Code: Collaborative Filtering
import numpy as np
from sklearn.metrics.pairwise import cosine_similarity
# User-Item rating matrix (0 = not rated)
ratings = np.array([
[5, 3, 4, 0, 0], # Alice
[3, 1, 2, 3, 3], # Bob
[4, 3, 4, 5, 0], # Carol
[3, 3, 1, 1, 5], # Dave
[1, 5, 5, 2, 1], # Eve
])
users = ['Alice', 'Bob', 'Carol', 'Dave', 'Eve']
items = ['Movie1', 'Movie2', 'Movie3', 'Movie4', 'Movie5']
# --- User-User Similarity ---
user_sim = cosine_similarity(ratings)
print("User Similarity Matrix:")
for i, u in enumerate(users):
print(f" {u}: {np.round(user_sim[i], 2)}")
# Predict Alice's rating for Movie4 (index [0][3])
alice_idx = 0
movie_idx = 3
# Find users who rated Movie4
rated_mask = ratings[:, movie_idx] > 0
similarities = user_sim[alice_idx][rated_mask]
their_ratings = ratings[rated_mask, movie_idx]
# Weighted average
predicted = np.dot(similarities, their_ratings) / similarities.sum()
print(f"\nPredicted rating for Alice on Movie4: {predicted:.2f}")
# --- Item-Item Similarity ---
item_sim = cosine_similarity(ratings.T)
print("\nItem Similarity (Movie1 vs others):", np.round(item_sim[0], 2))
Content-Based Filtering
from sklearn.feature_extraction.text import TfidfVectorizer
from sklearn.metrics.pairwise import cosine_similarity
# Item features (descriptions)
movies = {
'The Matrix': 'sci-fi action computer hacker virtual reality',
'John Wick': 'action thriller assassin revenge guns',
'Inception': 'sci-fi thriller dreams mind bending',
'The Notebook': 'romance drama love story emotional',
'Interstellar': 'sci-fi space adventure time gravity',
'Titanic': 'romance drama love ship historical',
}
# Convert descriptions to TF-IDF vectors
tfidf = TfidfVectorizer()
tfidf_matrix = tfidf.fit_transform(movies.values())

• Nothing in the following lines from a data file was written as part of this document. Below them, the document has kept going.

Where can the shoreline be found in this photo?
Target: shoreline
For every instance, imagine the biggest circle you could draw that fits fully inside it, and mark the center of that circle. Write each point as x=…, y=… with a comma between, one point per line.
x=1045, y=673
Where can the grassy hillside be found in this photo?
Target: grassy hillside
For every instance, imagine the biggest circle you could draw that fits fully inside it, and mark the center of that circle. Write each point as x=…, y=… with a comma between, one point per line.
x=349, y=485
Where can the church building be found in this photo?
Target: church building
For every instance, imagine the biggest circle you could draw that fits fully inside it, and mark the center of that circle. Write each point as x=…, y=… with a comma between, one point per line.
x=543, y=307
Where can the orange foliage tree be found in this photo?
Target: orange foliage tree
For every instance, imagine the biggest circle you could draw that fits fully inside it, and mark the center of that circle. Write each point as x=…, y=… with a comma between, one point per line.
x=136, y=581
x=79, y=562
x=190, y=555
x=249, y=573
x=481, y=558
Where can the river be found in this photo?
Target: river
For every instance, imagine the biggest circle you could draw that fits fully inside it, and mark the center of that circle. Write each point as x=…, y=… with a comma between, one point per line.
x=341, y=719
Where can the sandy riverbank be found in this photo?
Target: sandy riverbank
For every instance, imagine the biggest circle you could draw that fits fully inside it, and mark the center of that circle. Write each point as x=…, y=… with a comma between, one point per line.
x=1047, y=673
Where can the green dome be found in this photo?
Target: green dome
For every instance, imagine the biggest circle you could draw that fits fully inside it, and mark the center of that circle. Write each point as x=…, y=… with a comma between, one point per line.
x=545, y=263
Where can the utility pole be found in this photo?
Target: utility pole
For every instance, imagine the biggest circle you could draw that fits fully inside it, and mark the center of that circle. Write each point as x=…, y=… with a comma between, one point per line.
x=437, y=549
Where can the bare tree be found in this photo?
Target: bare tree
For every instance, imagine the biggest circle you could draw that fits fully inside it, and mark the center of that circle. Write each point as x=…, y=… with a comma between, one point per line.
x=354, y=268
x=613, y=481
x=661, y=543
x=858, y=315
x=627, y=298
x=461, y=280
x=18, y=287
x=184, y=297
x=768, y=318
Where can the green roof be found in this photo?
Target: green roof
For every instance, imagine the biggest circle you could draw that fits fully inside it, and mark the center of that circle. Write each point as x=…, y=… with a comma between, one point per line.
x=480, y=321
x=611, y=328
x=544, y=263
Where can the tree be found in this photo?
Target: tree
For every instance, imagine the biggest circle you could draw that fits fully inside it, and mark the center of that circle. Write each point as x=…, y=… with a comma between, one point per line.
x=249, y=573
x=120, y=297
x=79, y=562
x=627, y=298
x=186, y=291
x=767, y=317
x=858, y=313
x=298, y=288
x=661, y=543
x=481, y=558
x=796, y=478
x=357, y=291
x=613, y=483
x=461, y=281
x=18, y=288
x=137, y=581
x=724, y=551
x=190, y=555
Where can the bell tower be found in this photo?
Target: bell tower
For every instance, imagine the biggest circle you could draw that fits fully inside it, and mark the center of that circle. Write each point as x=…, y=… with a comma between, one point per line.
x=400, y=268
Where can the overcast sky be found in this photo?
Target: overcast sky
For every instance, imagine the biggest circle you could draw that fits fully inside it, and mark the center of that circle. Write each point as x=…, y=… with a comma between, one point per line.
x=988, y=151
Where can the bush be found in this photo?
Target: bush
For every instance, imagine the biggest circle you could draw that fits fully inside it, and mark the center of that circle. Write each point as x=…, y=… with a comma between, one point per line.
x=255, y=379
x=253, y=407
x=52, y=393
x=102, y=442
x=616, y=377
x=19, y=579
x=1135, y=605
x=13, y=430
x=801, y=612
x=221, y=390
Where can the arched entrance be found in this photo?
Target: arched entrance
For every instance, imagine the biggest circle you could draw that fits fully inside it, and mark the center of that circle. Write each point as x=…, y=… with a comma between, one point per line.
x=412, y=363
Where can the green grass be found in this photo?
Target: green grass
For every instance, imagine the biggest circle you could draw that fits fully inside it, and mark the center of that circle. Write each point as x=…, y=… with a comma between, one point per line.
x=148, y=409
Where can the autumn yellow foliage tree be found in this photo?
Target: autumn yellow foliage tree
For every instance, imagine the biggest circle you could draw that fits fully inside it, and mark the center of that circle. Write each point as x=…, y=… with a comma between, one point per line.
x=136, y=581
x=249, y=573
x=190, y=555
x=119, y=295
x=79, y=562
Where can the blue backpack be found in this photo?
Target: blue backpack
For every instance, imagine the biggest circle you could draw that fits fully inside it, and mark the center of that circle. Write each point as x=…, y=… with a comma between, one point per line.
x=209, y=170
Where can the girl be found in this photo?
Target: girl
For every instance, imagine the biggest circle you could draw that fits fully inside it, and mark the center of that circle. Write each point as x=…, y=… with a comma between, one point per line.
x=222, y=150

# Compute similarity between all movies
sim_matrix = cosine_similarity(tfidf_matrix)
# Recommend similar to "The Matrix"
movie_names = list(movies.keys())
idx = movie_names.index('The Matrix')
scores = list(enumerate(sim_matrix[idx]))
scores = sorted(scores, key=lambda x: x[1], reverse=True)
print("If you liked 'The Matrix', try:")
for i, score in scores[1:4]:
print(f" {movie_names[i]:20s} (similarity: {score:.3f})")
Matrix Factorization (Advanced)
Decompose the sparse user-item matrix into two lower-dimensional matrices. Discovers latent factors (hidden features like "genre preference" or "movie quality").
R ≈ U × V^T
R = User-Item matrix (m users × n items)
U = User factors matrix (m users × k latent factors)
V = Item factors matrix (n items × k latent factors)
Example: k=3 latent factors might represent:
Factor 1: Action vs Romance preference
Factor 2: Old vs New movie preference
Factor 3: Blockbuster vs Indie preference
Evaluation Metrics
| Metric | What It Measures |
| RMSE | How close predicted ratings are to actual ratings |
| Precision@K | Of top-K recommendations, how many were relevant |
| Recall@K | Of all relevant items, how many were in top-K |
| MAP | Average precision across all users |
| NDCG | Considers the ranking order (better items ranked higher) |
Cold Start Problem
The biggest challenge: how to recommend for new users (no history) or new items (no ratings)?
- New user → Ask preferences during onboarding, use popularity-based recs
- New item → Use content-based features until enough ratings accumulate
- Hybrid approach → Combine collaborative + content-based to handle both
Collaborative filtering needs enough user-item interactions to work. With very sparse data (<1% filled), consider content-based or hybrid methods.